VALÈNCIA. Como muchos de mis lectores sabrán, durante más de 25 años de mi vida he trabajado como periodista especializado en erotismo y pornografía. He sido, por ello, objeto de múltiples bromas por parte de mis amigos y conocidos, que decían sentir indisimulada envidia de mi profesión, como si escribir sobre sexo te asegurara una presencia continua en orgías, bacanales y demás fiestas desmadradas. Siento decepcionar a esos amigos, pero trabajar como periodista erótico solo me ha servido, aparte de para que me pagaran por escribir de algo que a todo el mundo le gusta, para conocer palabras del lenguaje sicalíptico en multitud de lenguas diferentes y para aprender conceptos que la mayoría de la gente desconoce porque no le afectan a su cotidianeidad.
Uno de ellos es el BDSM, acrónimo que combina las iniciales de Bondage (técnicas de inmovilización y ataduras), Disciplina, Dominación, Sumisión, Sadismo y Masoquismo. Al contrario de lo que piensa la mayoría de la gente (que lo llama simplemente “sado” y tiene un concepto oscuro de estas interacciones sexuales), el BDSM no consiste en pegarle una paliza a tu pareja mientras estás haciendo el amor con ella, sino en todo un ritual de prácticas sexuales en las que se establecen unas reglas de juego, con un dominante y un dominado. En realidad se trata de una de las prácticas sexuales más seguras, puesto que existe una palabra clave que detiene el juego en el caso de que alguno de los actores se sienta incómodo o padezca un dolor insoportable que le impida gozar. El escritor francés Michel Houellebecq lo califica, por medio de uno de los personajes de sus novelas, como un estadio superior en la sexualidad humana.
Lo característico del BDSM es el juego permanente en la frontera del dolor para conseguir placer, lo que constituye una interesante aplicación al sexo de aquella máxima que dice que para conseguir algo hay que padecer, que el éxito solo se logra con sufrimiento. La compensación del castigo con la felicidad explica, a grandes rasgos, esta forma de sexualidad para los no iniciados, pero no hay nada que ilustre mejor lo que es el BDSM que la temporada del Centenario del Valencia.
La primera parte de la campaña consistió, básicamente, en una preparación ritual para el castigo, esa inmovilización, esos azotes, esos instrumentos de tortura sexual que empiezan a funcionar y al principio solo producen daño. Pero resistes porque sabes que llegará el placer, que el daño se convertirá en goce y estás seguro de ello. Y así ocurre, el dolor sigue estando ahí, el sufrimiento extremo, pero poco a poco va gustando y, cuando antes lo pasabas mal para no perder partidos que tenías que haber ganado, ahora lo pasas peor porque no quieres perder partidos que mereces ganar. Y acaba gustándote esa sensación de que, si no padeces, si no te duele, el partido no vale la pena.

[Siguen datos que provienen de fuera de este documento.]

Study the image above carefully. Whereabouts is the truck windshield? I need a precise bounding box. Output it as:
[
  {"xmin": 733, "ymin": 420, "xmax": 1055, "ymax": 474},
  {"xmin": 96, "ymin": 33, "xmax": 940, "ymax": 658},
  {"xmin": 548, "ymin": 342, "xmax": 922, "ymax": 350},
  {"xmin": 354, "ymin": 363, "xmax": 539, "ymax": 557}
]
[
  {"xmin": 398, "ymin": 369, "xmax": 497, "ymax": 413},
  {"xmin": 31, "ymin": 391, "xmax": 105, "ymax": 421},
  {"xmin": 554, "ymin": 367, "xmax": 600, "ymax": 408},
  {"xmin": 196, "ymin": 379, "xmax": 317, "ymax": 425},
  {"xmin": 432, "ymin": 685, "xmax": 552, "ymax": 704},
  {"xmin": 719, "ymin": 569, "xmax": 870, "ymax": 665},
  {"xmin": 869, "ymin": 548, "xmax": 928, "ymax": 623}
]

Pero hay algo más. Ese extraordinario momento del tiempo añadido en el que el Valencia vive tan confortablemente es, ni más ni menos, que una vuelta de tuerca más en el dolor, aguantar unos minutos la respiración a sabiendas de que el placer que corresponde vale la pena. Ese “un poquito más fuerte” que se convierte en un juego perverso en el que pruebas tus propios límites. Ese juego de la asfixia en el instante final que tiene casi un componente místico porque coqueteas con la muerte en unos segundos.
Y en el BDSM, como en toda relación erótica satisfactoria, lo importante no es solo terminar, llegar al orgasmo y correrse de forma sonora y estridente, sino el camino para alcanzar el éxtasis. Quizás más, porque el riesgo en traspasar la débil frontera que separa el placer del dolor está siempre presente. Y ahí está la gracia. En seguir adelante buscando ese orgasmo atómico en forma de títulos, aunque sepas que en dos o tres partidos malos, en un tiempo añadido sin suerte, te puedes quedar sin nada. Solo con dolor.